Lorenzo Zazzeri la medaglia d’argento l’aveva al collo, per questo l’ha salvata. Ma tutti i ricordi della sua straodinaria Olimpiade erano nel borsone rubato dalla macchina lasciata davanti alla piscina della Rari Nantes Florentia, mentre erano in corso i festeggiamenti per un risultato storico per la società del presidente Andrea Pieri, vice presidente della Fin nazionale.
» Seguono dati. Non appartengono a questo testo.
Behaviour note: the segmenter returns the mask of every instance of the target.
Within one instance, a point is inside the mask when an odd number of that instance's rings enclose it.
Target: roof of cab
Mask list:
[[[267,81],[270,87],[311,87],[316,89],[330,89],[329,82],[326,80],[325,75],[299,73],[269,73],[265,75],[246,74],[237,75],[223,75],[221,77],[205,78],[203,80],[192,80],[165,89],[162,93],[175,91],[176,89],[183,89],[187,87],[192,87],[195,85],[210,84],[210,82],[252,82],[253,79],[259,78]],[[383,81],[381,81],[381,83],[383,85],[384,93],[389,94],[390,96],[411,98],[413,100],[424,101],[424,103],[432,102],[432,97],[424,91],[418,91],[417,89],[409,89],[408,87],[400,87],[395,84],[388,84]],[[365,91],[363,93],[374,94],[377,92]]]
I ladri, entrati in azione ieri intorno all’ora di pranzo mentre Zazzeri si trovava a Bellariva per i festeggiamenti in suo onore organizzati dalla Rari Nantes Florentia, hanno spaccato il finestrino posteriore della sua Fiat 500 L argento parcheggiata nei pressi dell’ingresso e hanno sottratto il borsone della nazionale olimpica dentro al quale il nuotatore fiorentino aveva racchiuso tutti gli oggetti raccolti nel corso delle settimane vissute a Tokyo.

Aveva sperato in un rientro in Italia diverso Zazzeri, che ha raccontato la sua disavventura su Instagram.

"Sono davvero amareggiato per quanto accaduto - dice Zazzeri al telefono poco prima di effettuare la denuncia per tutti gli oggetti di cui è stato derubato -. Mi sento ancora addosso la felicità per l’argento alle Olimpiadi, ma questo rientro nella mia Firenze è stato davvero brutto. Non è possibile che in una città come Firenze, nel bel mezzo del giorno, si spacchi una macchina e si venga derubati così, senza che nessuno veda niente. Faccio un appello ai ladri: restituitemi i ricordi dell’Olimpiade e l’iPad dove stavo montando un vlog sul dietro le quinte dei Giochi. Ci tengo tantissimo: sono disposto anche a pagare un riscatto per riavere tutto".